Estando en agonía, oraba más intensamente; y era su sudor como grandes gotas de sangre que caían hasta la tierra.
¡Getsemaní! Esa noche Jesús oró agónicamente, tanto que su sudor era como grandes gotas de sangre que caían a tierra. Él vio lo que solo Dios podía ver. Contempló “el lugar de lejos”, donde solo Él podía ir, y se sometió a la voluntad del Padre, diciendo: “no se haga mi voluntad, sino la tuya”. Luego, Él, la santidad personificada, se puso en pie delante de la turba. Su estandarte era el amor y la compasión que palpitaban en su corazón, incluso por aquellos que lo odiaban sin causa. Con su cuerpo aun bañado en el sudor de su angustia, y el beso del traidor aun marcado sobre su mejilla, Él fue conducido para ser juzgado por los hombres.
¡Gábata! Los soldados se reunieron a su alrededor para burlarse. «¿Rey? ¿Y su corona?», le dijeron, «entonces pongámosle una corona de espinas» «¿Rey?, entonces arrojémosle la capa de un soldado sobre su espalda ensangrentada» «¿Rey?, entonces démosle una caña para imitar un cetro real» «¿Rey?» ¿entonces dónde está su trono?» Y lo llevaron al Gólgota.
¡Gólgota! Allí horadaron sus manos y pies, clavándolo en el único trono que los hombres tenían para Él. Sin embargo, de esta misma raza de pecadores, millones de hombres y mujeres han acudido a Él; desde moradas de crueldad y hogares respetables, de antros de ignorancia y salones de educación; ¡y siguen viniendo!

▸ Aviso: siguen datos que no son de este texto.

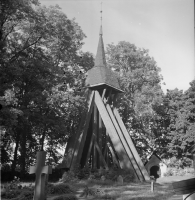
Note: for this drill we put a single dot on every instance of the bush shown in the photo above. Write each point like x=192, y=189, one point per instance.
x=179, y=171
x=169, y=172
x=18, y=195
x=11, y=194
x=66, y=197
x=60, y=188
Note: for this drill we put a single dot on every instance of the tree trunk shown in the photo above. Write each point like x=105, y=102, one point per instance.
x=23, y=152
x=16, y=151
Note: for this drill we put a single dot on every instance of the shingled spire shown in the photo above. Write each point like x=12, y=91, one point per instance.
x=100, y=60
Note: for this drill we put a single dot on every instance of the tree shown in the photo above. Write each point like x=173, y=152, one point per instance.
x=181, y=128
x=41, y=45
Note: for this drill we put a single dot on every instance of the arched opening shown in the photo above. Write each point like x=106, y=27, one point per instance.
x=154, y=171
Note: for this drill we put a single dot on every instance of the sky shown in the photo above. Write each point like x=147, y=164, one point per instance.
x=164, y=27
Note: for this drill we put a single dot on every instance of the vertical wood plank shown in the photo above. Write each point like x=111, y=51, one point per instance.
x=125, y=162
x=90, y=149
x=95, y=138
x=131, y=145
x=80, y=141
x=100, y=153
x=124, y=143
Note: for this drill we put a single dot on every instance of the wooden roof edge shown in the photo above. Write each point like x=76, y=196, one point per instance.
x=99, y=84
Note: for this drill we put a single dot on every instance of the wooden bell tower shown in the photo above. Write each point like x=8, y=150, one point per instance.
x=102, y=139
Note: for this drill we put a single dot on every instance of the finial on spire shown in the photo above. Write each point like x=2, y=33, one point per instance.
x=101, y=33
x=101, y=13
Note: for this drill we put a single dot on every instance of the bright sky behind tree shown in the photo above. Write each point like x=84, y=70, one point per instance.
x=164, y=27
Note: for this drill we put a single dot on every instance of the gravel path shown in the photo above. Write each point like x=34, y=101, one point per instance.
x=169, y=180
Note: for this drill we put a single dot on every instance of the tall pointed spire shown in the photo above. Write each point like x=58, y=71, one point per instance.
x=100, y=60
x=100, y=75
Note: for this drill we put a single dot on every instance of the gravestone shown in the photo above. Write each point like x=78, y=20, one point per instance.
x=120, y=179
x=41, y=171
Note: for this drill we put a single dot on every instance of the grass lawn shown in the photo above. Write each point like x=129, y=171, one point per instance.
x=98, y=189
x=127, y=191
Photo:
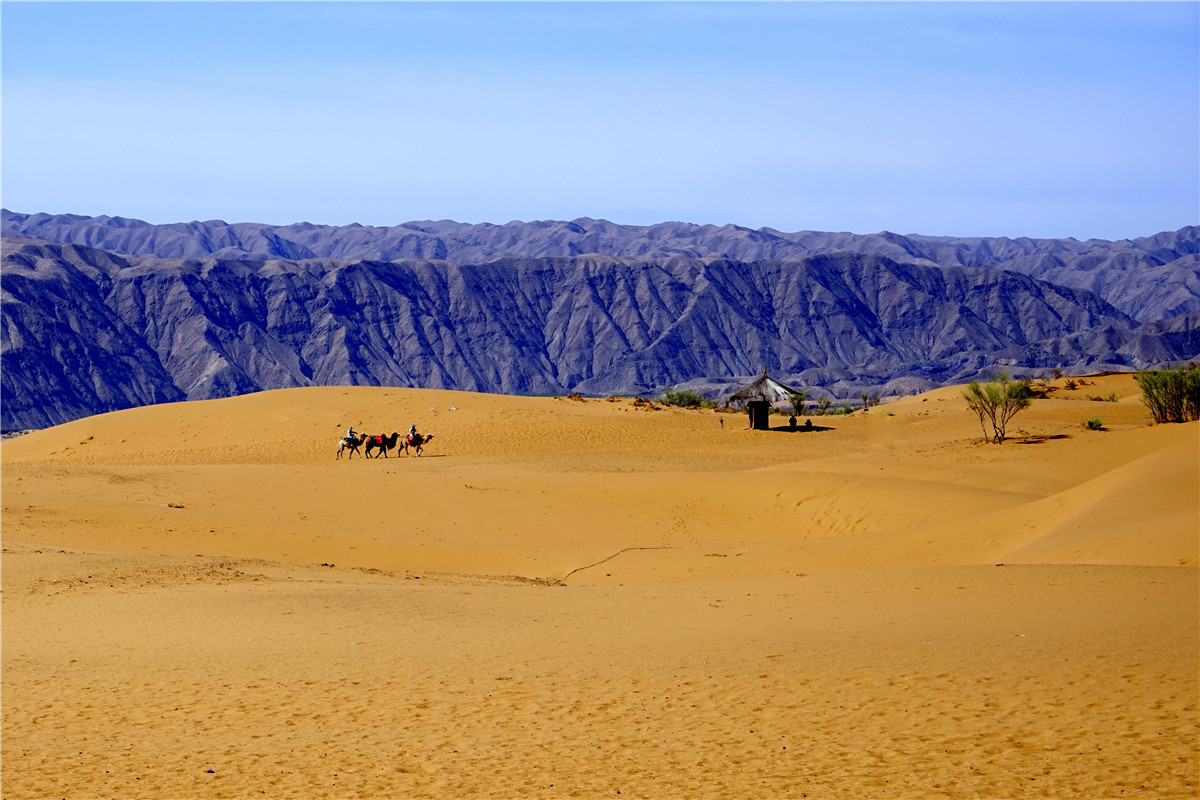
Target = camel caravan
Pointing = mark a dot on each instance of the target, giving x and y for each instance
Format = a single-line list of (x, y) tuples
[(372, 446)]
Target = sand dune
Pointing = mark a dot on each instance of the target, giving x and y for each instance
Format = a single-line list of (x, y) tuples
[(582, 597)]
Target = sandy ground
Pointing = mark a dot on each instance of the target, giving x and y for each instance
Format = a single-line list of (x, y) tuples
[(588, 599)]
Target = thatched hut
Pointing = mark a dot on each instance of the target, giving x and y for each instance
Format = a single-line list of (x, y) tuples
[(759, 398)]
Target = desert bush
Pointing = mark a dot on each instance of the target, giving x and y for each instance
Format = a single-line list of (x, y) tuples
[(996, 402), (684, 398), (1171, 395)]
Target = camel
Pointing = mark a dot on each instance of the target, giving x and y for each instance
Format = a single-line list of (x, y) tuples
[(352, 444), (415, 441), (384, 443)]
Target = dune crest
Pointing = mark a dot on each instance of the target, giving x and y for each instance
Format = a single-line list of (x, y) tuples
[(568, 597)]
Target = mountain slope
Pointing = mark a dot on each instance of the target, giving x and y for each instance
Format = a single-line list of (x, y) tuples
[(87, 331), (1150, 278)]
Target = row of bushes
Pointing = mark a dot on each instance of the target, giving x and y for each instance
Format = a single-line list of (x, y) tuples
[(1170, 395)]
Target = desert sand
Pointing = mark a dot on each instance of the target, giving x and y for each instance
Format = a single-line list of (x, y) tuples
[(587, 599)]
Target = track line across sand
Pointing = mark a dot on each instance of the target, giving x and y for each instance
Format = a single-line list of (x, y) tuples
[(624, 549)]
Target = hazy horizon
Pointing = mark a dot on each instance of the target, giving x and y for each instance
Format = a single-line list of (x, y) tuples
[(977, 119)]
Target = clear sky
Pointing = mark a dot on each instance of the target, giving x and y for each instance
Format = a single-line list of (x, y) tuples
[(960, 119)]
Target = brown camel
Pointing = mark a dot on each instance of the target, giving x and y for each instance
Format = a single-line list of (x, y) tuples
[(352, 444), (382, 441), (417, 441)]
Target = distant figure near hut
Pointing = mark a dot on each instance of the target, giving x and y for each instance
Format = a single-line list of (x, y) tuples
[(759, 397)]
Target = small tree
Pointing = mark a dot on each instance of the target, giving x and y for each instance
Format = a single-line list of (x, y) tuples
[(996, 402), (1171, 395), (684, 398)]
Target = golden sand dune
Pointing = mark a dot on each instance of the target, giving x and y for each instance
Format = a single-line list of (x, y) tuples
[(586, 597)]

Su cruz y su amor han ganado sus corazones. Su belleza moral ha cautivado sus afectos. Para ellos, Él es todo deseable (Cnt. 5:16 LBLA). Ellos son suyos y Él es suyo por decreto eterno. ¿No es sorprendente que, por la fe, ellos se reúnen semana tras semana para anunciar su muerte? ¡Cuán precioso es recordar, con la más dulces de las tristezas, que Él dio su cuerpo y derramó su preciosa sangre, y poder hacerlo “hasta que Él venga”! “Tal es mi amado, tal es mi amigo” (Cnt. 5:16).